Beth Shalom Learning Reflections—6/8/2020

Is Black a Curse or Beautiful?

A recurring theme in our studies is how Bible passages often reflect rivalries with neighboring groups. Following the George Floyd protests, Rabbi Edery’s readings addressed the Bible’s treatment of racial rivalries with several surprising insights.

We started with Genesis 9, the story of Noah’s disgrace from getting so drunk that he collapsed naked in his tent. Kham was the second of Noah’s three sons and the father of Canaan and Cush, the latter who fathered Ethiopia, still a black nation. Kham found Noah naked and told his brothers, who honorably backed into the tent with a blanket to cover him. When Noah awoke, he condemned Kham’s son to be the lowest of slaves to his brothers. This horrible curse attests to something missing in the story, which the Talmud speculates to be castration or sexual abuse. 

Powerful people used Noah’s curse to justify the ancient world’s conquest of Canaan and the new world’s enslavement of blacks. Today, even Israel ‘s Chief Rabbis give less honor to black Jewish immigrants than whites.

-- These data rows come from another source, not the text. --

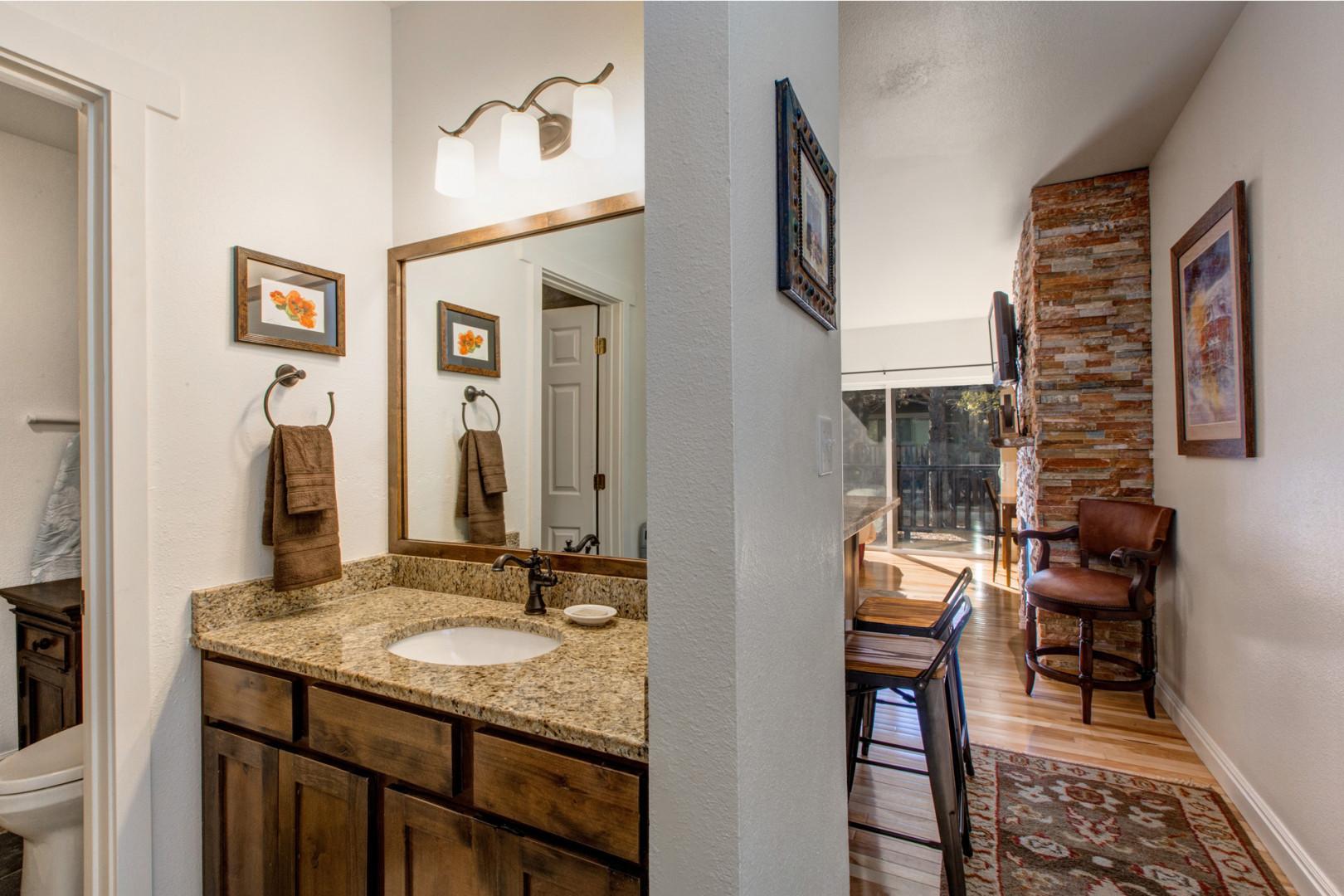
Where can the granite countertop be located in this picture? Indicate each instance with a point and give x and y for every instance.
(860, 509)
(589, 692)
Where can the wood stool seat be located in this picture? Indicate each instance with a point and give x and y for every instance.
(891, 655)
(878, 609)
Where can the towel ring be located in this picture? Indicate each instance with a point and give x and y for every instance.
(288, 375)
(470, 394)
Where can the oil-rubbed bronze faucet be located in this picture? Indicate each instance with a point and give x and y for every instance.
(537, 579)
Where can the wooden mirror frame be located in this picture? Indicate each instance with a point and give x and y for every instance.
(398, 539)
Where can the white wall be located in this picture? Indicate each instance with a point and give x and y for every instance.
(1250, 614)
(930, 353)
(452, 56)
(746, 698)
(39, 345)
(284, 158)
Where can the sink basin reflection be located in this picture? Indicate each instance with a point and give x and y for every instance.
(474, 646)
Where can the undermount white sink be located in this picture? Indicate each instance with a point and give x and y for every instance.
(474, 646)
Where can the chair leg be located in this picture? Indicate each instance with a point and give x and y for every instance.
(1149, 664)
(1085, 665)
(932, 704)
(856, 704)
(1031, 646)
(869, 719)
(962, 713)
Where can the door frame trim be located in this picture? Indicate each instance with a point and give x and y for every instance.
(113, 95)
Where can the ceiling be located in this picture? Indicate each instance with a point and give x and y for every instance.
(952, 112)
(27, 114)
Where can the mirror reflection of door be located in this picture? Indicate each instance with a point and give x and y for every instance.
(569, 419)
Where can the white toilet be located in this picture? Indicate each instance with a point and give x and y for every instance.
(42, 801)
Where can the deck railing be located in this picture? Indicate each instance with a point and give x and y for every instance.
(941, 497)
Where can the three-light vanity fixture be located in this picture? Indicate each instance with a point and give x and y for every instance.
(526, 140)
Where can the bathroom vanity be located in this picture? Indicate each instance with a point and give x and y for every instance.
(332, 766)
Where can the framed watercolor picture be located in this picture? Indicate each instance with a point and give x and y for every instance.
(806, 212)
(468, 340)
(288, 304)
(1211, 317)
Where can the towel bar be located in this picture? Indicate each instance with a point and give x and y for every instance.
(470, 394)
(286, 375)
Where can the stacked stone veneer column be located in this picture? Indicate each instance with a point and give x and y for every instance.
(1083, 293)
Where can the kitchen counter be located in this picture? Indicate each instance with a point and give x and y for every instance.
(589, 692)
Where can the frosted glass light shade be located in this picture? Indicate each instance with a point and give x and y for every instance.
(520, 145)
(455, 168)
(594, 124)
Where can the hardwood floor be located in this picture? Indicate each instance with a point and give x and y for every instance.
(1001, 713)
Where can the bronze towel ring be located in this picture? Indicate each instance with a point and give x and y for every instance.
(470, 394)
(286, 375)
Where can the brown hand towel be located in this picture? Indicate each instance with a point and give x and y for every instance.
(307, 542)
(481, 485)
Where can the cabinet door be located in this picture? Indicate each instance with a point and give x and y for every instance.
(431, 850)
(546, 871)
(238, 816)
(323, 829)
(47, 702)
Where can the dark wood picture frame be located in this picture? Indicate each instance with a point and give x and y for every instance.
(446, 351)
(796, 145)
(398, 539)
(1242, 445)
(242, 328)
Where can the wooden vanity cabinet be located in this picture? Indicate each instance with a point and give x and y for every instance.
(311, 790)
(279, 824)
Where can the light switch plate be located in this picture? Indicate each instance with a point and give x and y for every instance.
(825, 445)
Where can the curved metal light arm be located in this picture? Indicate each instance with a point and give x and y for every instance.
(530, 101)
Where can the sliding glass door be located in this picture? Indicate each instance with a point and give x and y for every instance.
(930, 446)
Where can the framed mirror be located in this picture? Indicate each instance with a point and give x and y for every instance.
(516, 390)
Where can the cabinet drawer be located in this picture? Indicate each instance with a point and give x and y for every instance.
(403, 744)
(52, 645)
(572, 798)
(247, 699)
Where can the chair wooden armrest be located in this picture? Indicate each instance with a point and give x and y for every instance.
(1046, 538)
(1142, 563)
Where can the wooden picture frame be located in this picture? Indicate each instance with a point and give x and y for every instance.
(398, 523)
(806, 219)
(455, 327)
(1211, 327)
(288, 304)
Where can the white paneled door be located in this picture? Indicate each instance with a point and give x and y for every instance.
(569, 425)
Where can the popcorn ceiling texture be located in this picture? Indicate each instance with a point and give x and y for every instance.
(1083, 292)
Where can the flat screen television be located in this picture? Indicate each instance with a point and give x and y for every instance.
(1003, 338)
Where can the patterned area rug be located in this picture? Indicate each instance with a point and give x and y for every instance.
(1046, 828)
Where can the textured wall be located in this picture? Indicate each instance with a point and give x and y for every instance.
(746, 679)
(1250, 618)
(1085, 308)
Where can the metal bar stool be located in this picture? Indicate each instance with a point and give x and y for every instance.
(926, 620)
(875, 661)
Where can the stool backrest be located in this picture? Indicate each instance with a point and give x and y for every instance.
(1105, 525)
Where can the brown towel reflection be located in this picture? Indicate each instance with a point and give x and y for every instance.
(481, 486)
(300, 514)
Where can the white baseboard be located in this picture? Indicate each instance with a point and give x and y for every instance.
(1301, 869)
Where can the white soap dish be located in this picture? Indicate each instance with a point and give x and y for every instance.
(589, 614)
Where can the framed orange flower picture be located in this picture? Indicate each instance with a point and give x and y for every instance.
(288, 304)
(468, 340)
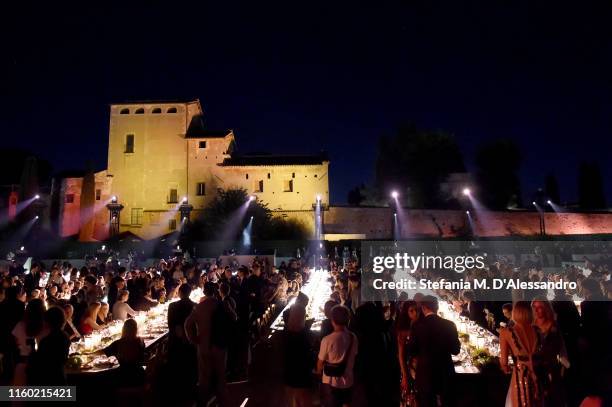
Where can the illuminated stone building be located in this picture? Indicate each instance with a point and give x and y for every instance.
(161, 152)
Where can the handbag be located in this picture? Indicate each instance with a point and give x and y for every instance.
(337, 369)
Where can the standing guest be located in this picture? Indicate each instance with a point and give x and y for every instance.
(474, 309)
(433, 341)
(507, 312)
(116, 285)
(91, 292)
(32, 280)
(181, 353)
(298, 360)
(596, 315)
(144, 302)
(130, 352)
(102, 316)
(46, 366)
(339, 348)
(71, 331)
(88, 320)
(255, 290)
(521, 341)
(27, 333)
(121, 309)
(407, 317)
(211, 358)
(552, 353)
(354, 291)
(12, 309)
(568, 322)
(326, 325)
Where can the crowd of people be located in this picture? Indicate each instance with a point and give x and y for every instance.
(366, 353)
(44, 309)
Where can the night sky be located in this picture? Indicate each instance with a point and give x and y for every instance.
(298, 77)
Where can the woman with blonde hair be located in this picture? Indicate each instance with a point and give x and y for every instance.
(521, 342)
(298, 358)
(552, 353)
(88, 321)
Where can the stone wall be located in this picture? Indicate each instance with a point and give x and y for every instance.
(376, 223)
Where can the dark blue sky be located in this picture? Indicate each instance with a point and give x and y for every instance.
(334, 75)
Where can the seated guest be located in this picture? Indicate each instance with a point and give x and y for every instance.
(507, 322)
(46, 366)
(121, 309)
(71, 331)
(145, 302)
(130, 352)
(116, 285)
(102, 316)
(26, 334)
(474, 309)
(88, 320)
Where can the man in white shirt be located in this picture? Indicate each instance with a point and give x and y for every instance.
(339, 347)
(121, 309)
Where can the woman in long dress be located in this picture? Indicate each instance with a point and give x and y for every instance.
(521, 343)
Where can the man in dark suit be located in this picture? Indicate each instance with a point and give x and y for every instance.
(432, 342)
(474, 310)
(181, 353)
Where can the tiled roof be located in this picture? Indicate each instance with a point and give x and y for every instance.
(273, 159)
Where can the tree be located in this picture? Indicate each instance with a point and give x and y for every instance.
(414, 162)
(551, 187)
(498, 163)
(590, 186)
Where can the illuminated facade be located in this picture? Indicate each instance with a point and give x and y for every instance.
(160, 153)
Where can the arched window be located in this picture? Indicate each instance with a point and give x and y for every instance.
(129, 143)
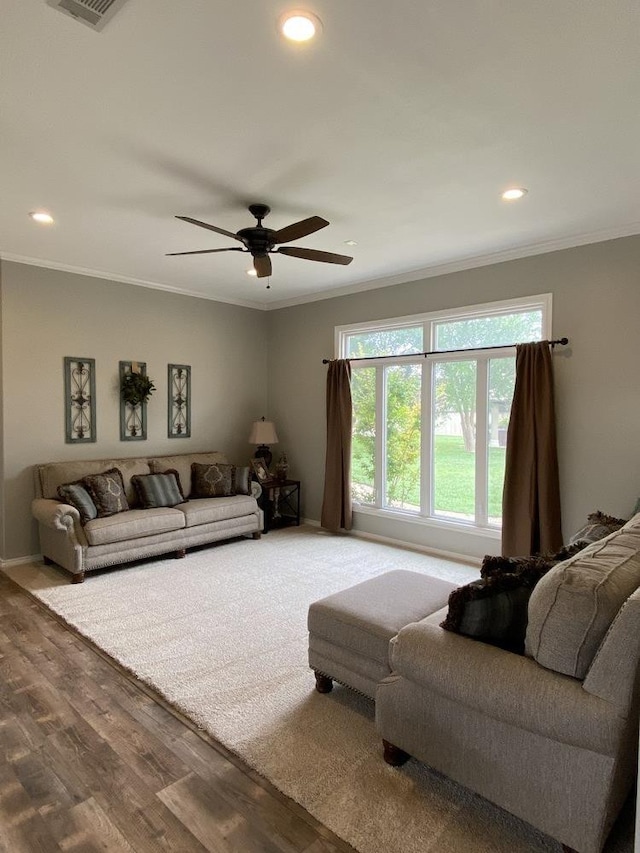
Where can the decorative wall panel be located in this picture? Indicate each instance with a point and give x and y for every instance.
(179, 385)
(80, 400)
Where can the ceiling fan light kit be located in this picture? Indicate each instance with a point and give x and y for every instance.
(261, 241)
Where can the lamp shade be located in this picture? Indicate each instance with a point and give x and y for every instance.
(263, 432)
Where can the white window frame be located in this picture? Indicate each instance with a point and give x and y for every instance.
(429, 321)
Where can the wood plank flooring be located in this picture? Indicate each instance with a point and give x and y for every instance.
(90, 760)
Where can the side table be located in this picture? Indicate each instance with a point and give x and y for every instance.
(281, 503)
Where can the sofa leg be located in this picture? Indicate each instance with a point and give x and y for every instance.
(393, 755)
(324, 684)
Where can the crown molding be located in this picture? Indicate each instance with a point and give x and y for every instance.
(153, 285)
(471, 262)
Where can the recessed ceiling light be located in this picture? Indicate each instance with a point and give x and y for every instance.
(514, 193)
(41, 216)
(299, 26)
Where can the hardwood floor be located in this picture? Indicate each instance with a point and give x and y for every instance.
(93, 761)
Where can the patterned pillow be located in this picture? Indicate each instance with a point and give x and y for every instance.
(107, 492)
(155, 490)
(212, 481)
(493, 610)
(243, 481)
(597, 527)
(77, 496)
(527, 567)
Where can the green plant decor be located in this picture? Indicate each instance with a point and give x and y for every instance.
(136, 388)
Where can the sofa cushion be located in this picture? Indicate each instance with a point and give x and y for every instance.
(212, 481)
(181, 463)
(77, 496)
(207, 510)
(573, 605)
(133, 524)
(597, 527)
(156, 490)
(55, 474)
(243, 480)
(107, 492)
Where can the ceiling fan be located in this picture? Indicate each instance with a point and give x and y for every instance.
(261, 242)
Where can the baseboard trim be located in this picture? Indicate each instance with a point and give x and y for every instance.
(408, 546)
(20, 561)
(422, 549)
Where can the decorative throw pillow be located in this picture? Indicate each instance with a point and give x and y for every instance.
(212, 481)
(107, 492)
(597, 527)
(493, 610)
(155, 490)
(243, 481)
(529, 568)
(77, 496)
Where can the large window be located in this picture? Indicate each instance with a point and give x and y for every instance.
(429, 433)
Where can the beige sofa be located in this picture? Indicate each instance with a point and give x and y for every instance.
(551, 736)
(136, 533)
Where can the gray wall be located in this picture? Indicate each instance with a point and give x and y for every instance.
(596, 304)
(47, 315)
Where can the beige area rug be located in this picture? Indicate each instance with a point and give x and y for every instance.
(222, 636)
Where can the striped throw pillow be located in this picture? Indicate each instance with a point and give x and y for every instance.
(156, 490)
(77, 496)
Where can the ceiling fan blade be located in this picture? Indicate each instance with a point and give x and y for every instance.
(210, 227)
(299, 229)
(315, 255)
(262, 265)
(205, 251)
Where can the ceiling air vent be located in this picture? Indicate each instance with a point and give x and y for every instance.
(93, 13)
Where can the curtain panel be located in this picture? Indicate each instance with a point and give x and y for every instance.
(531, 522)
(336, 504)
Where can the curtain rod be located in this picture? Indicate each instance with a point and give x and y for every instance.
(562, 341)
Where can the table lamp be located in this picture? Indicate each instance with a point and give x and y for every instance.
(263, 433)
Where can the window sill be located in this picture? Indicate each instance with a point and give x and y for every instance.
(492, 533)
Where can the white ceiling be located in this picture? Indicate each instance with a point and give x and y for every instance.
(401, 125)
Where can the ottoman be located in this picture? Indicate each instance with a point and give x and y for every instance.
(349, 632)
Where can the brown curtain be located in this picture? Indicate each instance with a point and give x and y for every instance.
(531, 521)
(336, 505)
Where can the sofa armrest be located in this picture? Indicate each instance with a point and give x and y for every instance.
(56, 515)
(505, 686)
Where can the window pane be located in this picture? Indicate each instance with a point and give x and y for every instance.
(403, 414)
(454, 439)
(502, 377)
(499, 330)
(385, 342)
(363, 393)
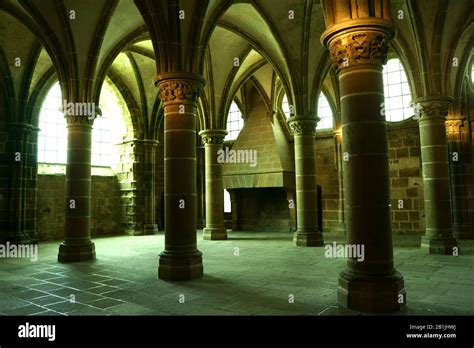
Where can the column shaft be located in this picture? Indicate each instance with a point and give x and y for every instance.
(149, 224)
(77, 244)
(460, 170)
(181, 260)
(438, 238)
(215, 229)
(307, 231)
(358, 48)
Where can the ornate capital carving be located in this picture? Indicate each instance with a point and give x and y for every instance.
(303, 126)
(358, 48)
(430, 109)
(79, 120)
(179, 87)
(454, 125)
(213, 136)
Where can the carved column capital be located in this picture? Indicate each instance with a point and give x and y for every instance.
(359, 48)
(430, 108)
(79, 120)
(177, 88)
(213, 136)
(303, 125)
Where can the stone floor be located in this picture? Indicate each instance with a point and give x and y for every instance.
(249, 274)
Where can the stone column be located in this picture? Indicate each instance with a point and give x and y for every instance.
(77, 245)
(358, 47)
(235, 209)
(215, 230)
(307, 231)
(460, 170)
(432, 112)
(291, 198)
(179, 92)
(149, 152)
(341, 226)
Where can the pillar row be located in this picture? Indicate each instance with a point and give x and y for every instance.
(307, 230)
(179, 92)
(358, 50)
(213, 140)
(432, 112)
(77, 244)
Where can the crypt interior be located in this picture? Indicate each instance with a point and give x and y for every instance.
(204, 157)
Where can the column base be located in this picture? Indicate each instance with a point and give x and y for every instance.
(23, 238)
(150, 229)
(443, 246)
(371, 294)
(214, 234)
(180, 266)
(308, 239)
(76, 253)
(464, 231)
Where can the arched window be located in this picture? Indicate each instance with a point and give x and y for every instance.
(324, 113)
(235, 123)
(52, 138)
(285, 106)
(397, 92)
(227, 202)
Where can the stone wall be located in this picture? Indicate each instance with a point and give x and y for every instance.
(18, 182)
(405, 178)
(262, 209)
(105, 208)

Other Bible passages show the deceptive evil of such justifications. Moses’s sister Miriam tried to denigrate him because of his Cushite wife. In response, God turned her into a leper, as white as snow, for which she was confined outside the camp for seven days. David and Solomon had black wives. Song of Songs proclaims, “I am black, and I am beautiful.” 

The lesson is to eschew false rivalries and affirm the honor and protection that the ancients gave our black sisters and brothers.